На сцене появились двое мужчин. Один щуплый, худой, в белой одежде; второй – огромный и широкий, но не толстый, а именно массивный – большой такой амбал, одетый в черное. Ли хорошо запомнила, как их лысины ловили блики софитов. Пару минут музыканты неподвижно стояли, окруженные причудливыми деревянными инструментами. Затем один издал что-то похожее на боевой клич и кинулся к бочке – как позже объяснил Гарин, называлась она «щелевой барабан» – и стал ритмично долбить по ней бамбуковыми палками – звук получался низкий, брутальный, с очень длинным, мучительным эхом – у Ли он вызвал ассоциацию с ночной бомбардировкой мирного города. Бум-бум-бум-бум – затем четыре такта тишины, амбал тоже схватил две бамбуковые палки и подскочил к квадратному барабану – БУМ-БУМ-БУМ-БУМ – звук разлетался по помещению и странными перкуссионными щелчками рикошетил от стен, как картечь.
– Вы в порядке? – спросил Гарин, склонившись к ее уху, когда подошла к концу первая композиция.
– Душно. Тяжело дышать, – сказала Ли.
– Это бывает. С непривычки.
– Где тут выход? Я хочу выйти, подышать.
– Эй, да вы что? – Гарин взял ее за локоть. – И пропустить такое? Они только размялись, сейчас сыграют второй гимн.
И снова грохот барабанов – еще громче, еще мучительнее. У Ли опять перехватило дыхание – ее как будто лупили звуком в солнечное сплетение. Затем – какое-то тихое потрескивание отовсюду. Сначала она даже не поняла, что происходит, только взглянув на Гарина, увидела, что он стучит каблуком по полу, и все вокруг тоже топают в такт. В желудке у Ли заболело – такое ощущение, словно проглотила рыболовный крючок и кто-то теперь тянет за леску. Рядом вновь возник Гарин со стаканом, вложил ей в руку, она сделала глоток и поморщилась. Что-то горькое и, кажется, алкогольное. Она протянула стакан обратно, но Гарин покачал головой «пейте, сразу полегчает».

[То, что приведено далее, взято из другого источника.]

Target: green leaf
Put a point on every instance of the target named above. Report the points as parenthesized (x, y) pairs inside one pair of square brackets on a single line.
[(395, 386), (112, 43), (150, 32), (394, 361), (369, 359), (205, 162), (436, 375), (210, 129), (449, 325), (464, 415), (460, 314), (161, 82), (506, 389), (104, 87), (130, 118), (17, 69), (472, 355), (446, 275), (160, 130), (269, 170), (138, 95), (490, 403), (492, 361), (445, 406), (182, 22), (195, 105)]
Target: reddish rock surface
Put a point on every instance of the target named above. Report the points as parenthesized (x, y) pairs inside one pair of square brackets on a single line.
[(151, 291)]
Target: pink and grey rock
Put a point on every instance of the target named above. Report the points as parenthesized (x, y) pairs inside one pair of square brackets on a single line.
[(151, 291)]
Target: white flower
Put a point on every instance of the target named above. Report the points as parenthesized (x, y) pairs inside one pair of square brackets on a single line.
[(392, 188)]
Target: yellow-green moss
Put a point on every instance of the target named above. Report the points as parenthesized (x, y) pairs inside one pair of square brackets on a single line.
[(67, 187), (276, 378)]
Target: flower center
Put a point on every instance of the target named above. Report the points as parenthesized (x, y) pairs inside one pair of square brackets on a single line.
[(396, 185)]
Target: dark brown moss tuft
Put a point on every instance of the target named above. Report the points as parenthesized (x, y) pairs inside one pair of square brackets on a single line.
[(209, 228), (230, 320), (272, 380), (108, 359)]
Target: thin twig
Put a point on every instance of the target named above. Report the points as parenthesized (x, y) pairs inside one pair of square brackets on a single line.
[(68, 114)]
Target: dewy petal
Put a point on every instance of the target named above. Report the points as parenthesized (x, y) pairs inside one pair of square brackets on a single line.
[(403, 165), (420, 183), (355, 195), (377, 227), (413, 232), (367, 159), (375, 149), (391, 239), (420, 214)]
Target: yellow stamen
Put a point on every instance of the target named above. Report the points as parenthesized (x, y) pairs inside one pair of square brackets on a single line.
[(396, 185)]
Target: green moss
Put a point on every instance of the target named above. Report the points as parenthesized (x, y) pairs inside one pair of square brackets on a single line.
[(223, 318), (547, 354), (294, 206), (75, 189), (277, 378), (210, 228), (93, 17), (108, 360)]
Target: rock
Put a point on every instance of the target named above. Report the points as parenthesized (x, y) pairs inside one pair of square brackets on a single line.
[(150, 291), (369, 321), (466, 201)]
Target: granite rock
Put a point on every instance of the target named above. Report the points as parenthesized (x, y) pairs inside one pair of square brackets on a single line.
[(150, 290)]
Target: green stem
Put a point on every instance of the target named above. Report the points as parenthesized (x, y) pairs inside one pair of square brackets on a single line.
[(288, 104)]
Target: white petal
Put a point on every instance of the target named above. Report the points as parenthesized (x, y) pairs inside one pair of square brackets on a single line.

Она вытерпела еще две композиции – или два «гимна», как называл их Гарин, один громче другого, и продолжала стоять там, в толпе, потому что стеснялась сказать, что ей нехорошо, ей не нравится здесь, и она хочет домой. К пятому «гимну» воображаемый крючок в желудке резко дернулся вверх, к диафрагме. У Ли подкосились ноги, и она схватилась за Гарина.
– Меня сейчас вырвет.
Гарин посмотрел на нее.
– Господи, да на вас лица нет! Что же вы молчали-то?
Он взял ее под руки и повел к выходу. На свежем воздухе ее легкие раскрылись, и она вдохнула – ощущение, будто оттолкнулась от дна и выплыла на поверхность. Стало полегче, она сидела на ступеньках, а Гарин размахивал перед ней сложенной в веер стопкой бумаги.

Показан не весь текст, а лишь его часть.